Satan runs across the world with his doubt and with his untruths and what have you, and one of the untruths out there that is driven is that people of faith should not be involved in the public arena.—Rick Perry, September 19, 2012
You had to know that our long national nightmare wasn’t over quite yet. To the untrained eye, when Rick Perry dropped out of the race last January, he appeared to be damaged goods. The governor had run such a lousy and inexperienced campaign that he made Michele Bachmann and Herman Cain look positively presidential. So when Perry declared in August that he would “absolutely” consider another run, Texas pundits awoke from their self-induced slumber and began feverishly working on their Perry-in-2016 stories which, if Mitt Romney wins the presidency, will have to be repackaged into Perry-in-2020 stories. For whatever reason, journalists have created a carefully crafted myth around our governor that if the man could just form coherent sentences and take a refresher course on the American Revolution, he could win.
In order to run in 2016, however, Perry first has to win another term as governor so that he can run on his “record,” such as it is. A Texas Lyceum poll released last week found that only 29 percent of likely Republican primary voters said they would vote for him, despite the fact that he currently enjoys a 56 percent approval rating. Two-thirds of likely Republican primary voters said they would first want to see who else is running. Like, anyone else.
Let’s assume for the moment that the man who Perry derided as a “Vulture Capitalist” (a Mormon, no less!) loses in November and Perry, buoyed by his loyal team of advisers and his personal yet extremely public relationship with Jesus Christ, decides to give it another go. Why would this time be any different? As I wrote in The Atlantic after Perry reluctantly “suspended” his campaign, it turned out that the problem was never about underestimating our good governor. It was overestimating him. Not even the tea party could save him, if they had wanted to. But perhaps there was a valid—even compelling—reason. According to a revealing new book by the Texas Tribune’s Jay Root, Oops! A Diary From the 2012 Campaign Trail, Perry advisers claimed that the reason their candidate performed so poorly is because he suffered from undiagnosed sleep apnea. (Perry later explained that it “probably wasn’t a good diagnosis.” In other words, he really was just that bad.)

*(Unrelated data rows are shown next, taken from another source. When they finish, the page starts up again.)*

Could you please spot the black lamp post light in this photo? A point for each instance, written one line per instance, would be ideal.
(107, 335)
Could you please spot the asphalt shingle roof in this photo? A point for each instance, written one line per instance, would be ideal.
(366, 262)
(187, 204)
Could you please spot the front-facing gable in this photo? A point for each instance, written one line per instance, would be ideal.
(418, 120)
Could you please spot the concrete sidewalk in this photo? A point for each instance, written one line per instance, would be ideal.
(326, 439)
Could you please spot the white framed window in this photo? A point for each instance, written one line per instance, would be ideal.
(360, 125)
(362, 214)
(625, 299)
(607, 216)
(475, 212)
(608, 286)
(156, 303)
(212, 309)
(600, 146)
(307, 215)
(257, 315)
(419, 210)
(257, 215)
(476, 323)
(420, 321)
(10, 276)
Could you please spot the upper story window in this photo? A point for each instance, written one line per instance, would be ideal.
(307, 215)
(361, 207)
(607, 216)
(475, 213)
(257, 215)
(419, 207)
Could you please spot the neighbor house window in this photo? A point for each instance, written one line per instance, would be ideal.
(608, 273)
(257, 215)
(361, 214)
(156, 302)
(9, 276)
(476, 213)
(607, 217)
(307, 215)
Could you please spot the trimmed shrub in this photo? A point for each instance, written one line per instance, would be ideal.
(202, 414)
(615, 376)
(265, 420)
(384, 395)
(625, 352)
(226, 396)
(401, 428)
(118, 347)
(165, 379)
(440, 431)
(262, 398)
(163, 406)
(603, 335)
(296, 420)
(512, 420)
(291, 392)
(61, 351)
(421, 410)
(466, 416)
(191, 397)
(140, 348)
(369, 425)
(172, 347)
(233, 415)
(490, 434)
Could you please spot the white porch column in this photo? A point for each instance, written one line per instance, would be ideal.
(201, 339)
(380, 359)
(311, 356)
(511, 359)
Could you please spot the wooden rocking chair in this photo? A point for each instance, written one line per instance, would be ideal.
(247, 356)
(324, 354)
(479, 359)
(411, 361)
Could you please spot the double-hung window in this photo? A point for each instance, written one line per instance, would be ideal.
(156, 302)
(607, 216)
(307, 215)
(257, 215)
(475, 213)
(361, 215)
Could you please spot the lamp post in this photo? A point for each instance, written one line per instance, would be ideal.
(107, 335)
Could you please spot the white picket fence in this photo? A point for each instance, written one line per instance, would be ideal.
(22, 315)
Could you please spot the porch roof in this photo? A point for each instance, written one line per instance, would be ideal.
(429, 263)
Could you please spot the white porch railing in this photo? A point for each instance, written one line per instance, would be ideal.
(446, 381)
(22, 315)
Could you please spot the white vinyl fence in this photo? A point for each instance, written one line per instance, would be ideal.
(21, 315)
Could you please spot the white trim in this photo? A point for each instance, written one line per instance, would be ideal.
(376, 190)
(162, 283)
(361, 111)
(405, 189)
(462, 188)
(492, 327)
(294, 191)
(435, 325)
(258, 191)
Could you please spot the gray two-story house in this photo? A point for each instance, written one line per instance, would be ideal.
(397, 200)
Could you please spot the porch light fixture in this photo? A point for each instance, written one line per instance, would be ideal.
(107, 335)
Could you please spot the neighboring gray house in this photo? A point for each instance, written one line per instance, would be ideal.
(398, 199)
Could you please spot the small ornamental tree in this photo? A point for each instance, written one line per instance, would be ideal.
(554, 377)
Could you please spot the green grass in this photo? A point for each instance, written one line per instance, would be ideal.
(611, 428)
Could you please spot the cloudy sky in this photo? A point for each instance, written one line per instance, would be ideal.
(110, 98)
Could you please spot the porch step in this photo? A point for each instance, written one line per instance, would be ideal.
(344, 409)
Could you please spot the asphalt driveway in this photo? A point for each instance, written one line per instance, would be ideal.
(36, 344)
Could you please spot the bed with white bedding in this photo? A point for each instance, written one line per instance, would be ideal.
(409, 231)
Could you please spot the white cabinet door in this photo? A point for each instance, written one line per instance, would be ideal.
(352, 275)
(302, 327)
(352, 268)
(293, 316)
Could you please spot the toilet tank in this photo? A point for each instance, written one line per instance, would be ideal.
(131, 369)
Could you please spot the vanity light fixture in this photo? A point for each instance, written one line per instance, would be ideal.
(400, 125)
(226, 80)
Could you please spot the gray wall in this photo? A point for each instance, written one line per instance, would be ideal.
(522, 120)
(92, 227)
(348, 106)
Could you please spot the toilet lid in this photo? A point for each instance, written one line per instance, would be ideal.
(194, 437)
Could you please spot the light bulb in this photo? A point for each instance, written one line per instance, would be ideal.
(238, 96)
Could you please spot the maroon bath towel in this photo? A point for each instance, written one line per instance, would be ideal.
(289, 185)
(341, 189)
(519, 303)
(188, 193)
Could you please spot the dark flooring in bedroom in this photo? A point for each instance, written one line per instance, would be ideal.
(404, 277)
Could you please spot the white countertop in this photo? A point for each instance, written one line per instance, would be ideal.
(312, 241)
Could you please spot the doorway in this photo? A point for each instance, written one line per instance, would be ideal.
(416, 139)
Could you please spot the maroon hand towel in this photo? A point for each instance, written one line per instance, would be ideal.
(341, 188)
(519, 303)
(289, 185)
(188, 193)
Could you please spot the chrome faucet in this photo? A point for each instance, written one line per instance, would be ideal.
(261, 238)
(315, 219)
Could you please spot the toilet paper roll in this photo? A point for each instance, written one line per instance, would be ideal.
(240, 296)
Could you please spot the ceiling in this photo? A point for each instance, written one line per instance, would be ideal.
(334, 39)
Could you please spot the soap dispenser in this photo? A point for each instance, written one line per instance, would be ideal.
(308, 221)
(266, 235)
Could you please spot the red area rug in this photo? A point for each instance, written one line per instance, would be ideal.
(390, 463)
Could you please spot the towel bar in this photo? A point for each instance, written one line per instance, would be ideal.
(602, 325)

That said, Perry’s presidential campaign always looked and felt more like an evangelical prayer rally on steroids than a serious bid for the White House. Remember “The Response?” The declarations for days of prayer and fasting? His infamous ad decrying President Obama’s “war on religion” and support for gay members in the military? Despite the dubious outcome of running on his conservative religious credentials last time, there’s absolutely no sign that Perry would do it any different the next time around, if there is one. Speaking to Christian conservatives last month Perry declared that the separation of church and state is “the devil’s work” and spoke of the dire need to rally “Christian warriors and Christian soldiers.”
During the campaign Perry told CNN’s Anderson Cooper that he can “no more remove my faith than I can that I’m the son of a tenant farmer.” Without his religious fervor, what exactly does Perry have to offer, aside from his unwavering beliefs that Social Security is a Ponzi scheme, evolution is just a theory, secession is good, socialism is bad and debates should never, ever be televised?
For Perry to be taken seriously as a candidate in 2016, he would have to spend the next four years generating actual ideas and policies—or else figure out how to make his empty rhetoric seem more convincing, which would save a lot of time and effort. How could he possibly do that serving an unprecedented fourth term as governor in a state that values religious conservatism above all else? Rick Perry may very well be suited up for another war on religion but whether or not the Christian warriors—those same evangelicals who ended up backing Rick Santorum—will follow him into battle is another matter entirely.